2021年 6月 6日 A病院療養12日目ーそして退院へー
体温36.5度 酸素量98
例によっては朝4時前には目が覚めてしまう。
スマホでポチポチとゲームをやって、フルーツバスケットというアニメを視聴する。
フルーツバスケット、たびたびヒロインの回想で登場する亡くなったお母さんがすごく良いことを言うんだよね。心に染みる。
朝7時ごろ、朝食前に採血があった。
この結果によって今日退院できるか否かが決まる。
どうか良い結果が出て欲しい。
ベッドのわきでラジオ体操をしたり、ヨガをしたり。
下手したら入院中の方が体を動かしているのでは? というぐらい運動している。
主治医は外来があるが合間に顔を出してくれるのではないか、と看護師さん談。
両親からは退院決まったらすぐにメールしてね、まだ決まらないの? と催促メールがきている。だが、この調子だと報告できるのはぎりぎりになりそうだ。
冷蔵庫を動かすためのカードの残金が残っているが、もし退院になったら同室の人にあげちゃおうかな、と思う。多分清算はできるのだろうけれど返ってきても数百円だし……などと考えていると、正式に退院が決まったよ、と主治医づてでなく看護師から告げられる。やった! 心の中でガッツポーズをとる。
さて、そうなったら、荷物整理をしなくては。
飲んでいる途中のペットボトルのお茶を飲み切って、飲み切れないポカリスエットは勿体ないけれど捨てていくことにする。
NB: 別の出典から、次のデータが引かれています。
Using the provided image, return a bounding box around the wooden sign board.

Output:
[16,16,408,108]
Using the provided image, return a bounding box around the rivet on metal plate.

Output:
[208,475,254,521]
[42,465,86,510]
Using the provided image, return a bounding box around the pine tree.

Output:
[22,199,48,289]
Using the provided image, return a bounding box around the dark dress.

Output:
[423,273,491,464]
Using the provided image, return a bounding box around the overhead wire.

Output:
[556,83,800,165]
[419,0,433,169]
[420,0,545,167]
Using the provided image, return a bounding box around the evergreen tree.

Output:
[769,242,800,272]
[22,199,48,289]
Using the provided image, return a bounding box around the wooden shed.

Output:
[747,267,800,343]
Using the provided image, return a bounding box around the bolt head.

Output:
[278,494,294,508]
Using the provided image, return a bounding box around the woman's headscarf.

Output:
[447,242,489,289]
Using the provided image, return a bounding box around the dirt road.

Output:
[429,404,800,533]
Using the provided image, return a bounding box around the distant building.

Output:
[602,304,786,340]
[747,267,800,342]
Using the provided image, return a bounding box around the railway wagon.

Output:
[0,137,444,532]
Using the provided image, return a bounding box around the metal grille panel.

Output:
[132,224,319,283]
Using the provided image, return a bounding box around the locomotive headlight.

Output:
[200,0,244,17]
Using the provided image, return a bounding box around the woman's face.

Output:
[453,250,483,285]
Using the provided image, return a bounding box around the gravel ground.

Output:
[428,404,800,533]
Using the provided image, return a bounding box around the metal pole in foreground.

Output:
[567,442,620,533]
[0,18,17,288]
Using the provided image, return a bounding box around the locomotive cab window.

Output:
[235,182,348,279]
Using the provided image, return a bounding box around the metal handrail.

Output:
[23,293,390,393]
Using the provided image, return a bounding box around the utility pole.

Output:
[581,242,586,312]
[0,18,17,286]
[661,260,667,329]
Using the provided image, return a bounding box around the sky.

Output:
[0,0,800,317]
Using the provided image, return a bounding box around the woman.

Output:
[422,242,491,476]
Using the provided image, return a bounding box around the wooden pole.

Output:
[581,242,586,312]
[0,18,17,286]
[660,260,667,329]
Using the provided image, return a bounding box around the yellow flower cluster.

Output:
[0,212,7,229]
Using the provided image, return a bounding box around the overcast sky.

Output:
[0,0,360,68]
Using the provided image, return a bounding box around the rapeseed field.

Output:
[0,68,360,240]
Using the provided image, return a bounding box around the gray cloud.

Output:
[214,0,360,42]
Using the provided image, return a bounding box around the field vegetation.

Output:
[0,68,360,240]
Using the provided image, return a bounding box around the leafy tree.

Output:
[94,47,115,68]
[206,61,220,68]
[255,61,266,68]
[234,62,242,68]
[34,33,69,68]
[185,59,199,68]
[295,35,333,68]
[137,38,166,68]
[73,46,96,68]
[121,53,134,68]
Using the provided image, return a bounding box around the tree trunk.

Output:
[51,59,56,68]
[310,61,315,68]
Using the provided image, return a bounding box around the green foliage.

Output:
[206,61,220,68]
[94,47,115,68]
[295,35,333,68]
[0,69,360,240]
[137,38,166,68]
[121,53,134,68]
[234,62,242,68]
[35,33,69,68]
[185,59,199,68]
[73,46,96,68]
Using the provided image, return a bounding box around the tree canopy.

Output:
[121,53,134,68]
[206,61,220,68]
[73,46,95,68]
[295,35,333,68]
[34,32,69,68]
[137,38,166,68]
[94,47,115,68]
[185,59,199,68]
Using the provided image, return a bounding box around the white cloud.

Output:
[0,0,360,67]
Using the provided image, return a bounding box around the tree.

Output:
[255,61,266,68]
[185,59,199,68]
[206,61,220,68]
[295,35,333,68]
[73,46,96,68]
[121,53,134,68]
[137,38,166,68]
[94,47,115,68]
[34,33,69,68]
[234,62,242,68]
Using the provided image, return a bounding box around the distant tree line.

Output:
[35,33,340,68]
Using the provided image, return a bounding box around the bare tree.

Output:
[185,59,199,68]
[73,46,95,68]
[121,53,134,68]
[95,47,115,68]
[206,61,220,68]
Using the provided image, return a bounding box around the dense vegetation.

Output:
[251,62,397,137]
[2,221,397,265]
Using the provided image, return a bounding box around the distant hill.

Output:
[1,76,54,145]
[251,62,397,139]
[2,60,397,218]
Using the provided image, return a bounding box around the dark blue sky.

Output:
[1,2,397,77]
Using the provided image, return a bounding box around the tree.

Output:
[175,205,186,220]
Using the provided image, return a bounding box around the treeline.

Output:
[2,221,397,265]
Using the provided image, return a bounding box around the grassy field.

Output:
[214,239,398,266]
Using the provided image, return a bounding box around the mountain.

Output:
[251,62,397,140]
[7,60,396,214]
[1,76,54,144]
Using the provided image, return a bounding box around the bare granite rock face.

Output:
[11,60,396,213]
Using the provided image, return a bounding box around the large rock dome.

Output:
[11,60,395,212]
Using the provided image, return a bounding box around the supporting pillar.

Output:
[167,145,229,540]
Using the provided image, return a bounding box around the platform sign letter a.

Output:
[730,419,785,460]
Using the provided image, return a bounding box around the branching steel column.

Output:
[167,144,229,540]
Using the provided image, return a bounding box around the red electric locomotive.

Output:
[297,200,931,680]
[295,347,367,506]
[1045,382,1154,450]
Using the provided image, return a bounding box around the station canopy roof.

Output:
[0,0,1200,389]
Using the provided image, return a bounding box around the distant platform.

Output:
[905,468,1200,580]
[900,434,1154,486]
同室の人が、電話をしまくっている(本当は規則で電話は禁止されている)
見つかったら怒られるのでは、と思うが、そういう時に限って看護師は来ない。
しかし、この様子だと有名無実な規則なのかな。私も電話かけたいところがあったのですればよかったと思う。
昼食を食べる。退院するのは午後2時と決まった。退院のための書類に記入し、その時を待つ。各方面(仕事先、心配かけた友人)に退院する旨の連絡をした。
顔見知りの看護師さんに退院が決まった、と話すと、申し送りされているのか、みんな、わかっていた。軽口を叩き合って、笑った。
さて、気になる会計は0円だった。(当時はコロナの治療費は全部国費負担だった)それにしても、食費も取られないとは。ありがたすぎる。
タクシーで迎えに来た父はずいぶんスリムになっていた。
聞くと、コロナ前から5kg痩せたという。
私は退院前に体重を測ったのだが、2kgしか痩せていなかった。
あれだけ苦しい思いをして2kgしか……と思う。
冷蔵庫のカードは同室の人に差し上げた。
「先に退院します。あなたが良くなることも祈っていますよ」
というと、感謝され、「お元気でね。私も頑張るね」と言ってもらえた。
病院の正面玄をくぐりぬけると、外の風はとても心地よく、でも、びゅんびゅん自転車や車が走る道路は、久しぶりだからか、なんだか怖かった。
まさか自分がコロナ、しかも変異株に感染してしまうなんて、思わなかったけれど
「まさか」ということは人生に何度も訪れるものだ。
この文章を読んでいる貴方にもきっと。
願わくば、その坂を、私も、貴方も、無事に超えていけますように。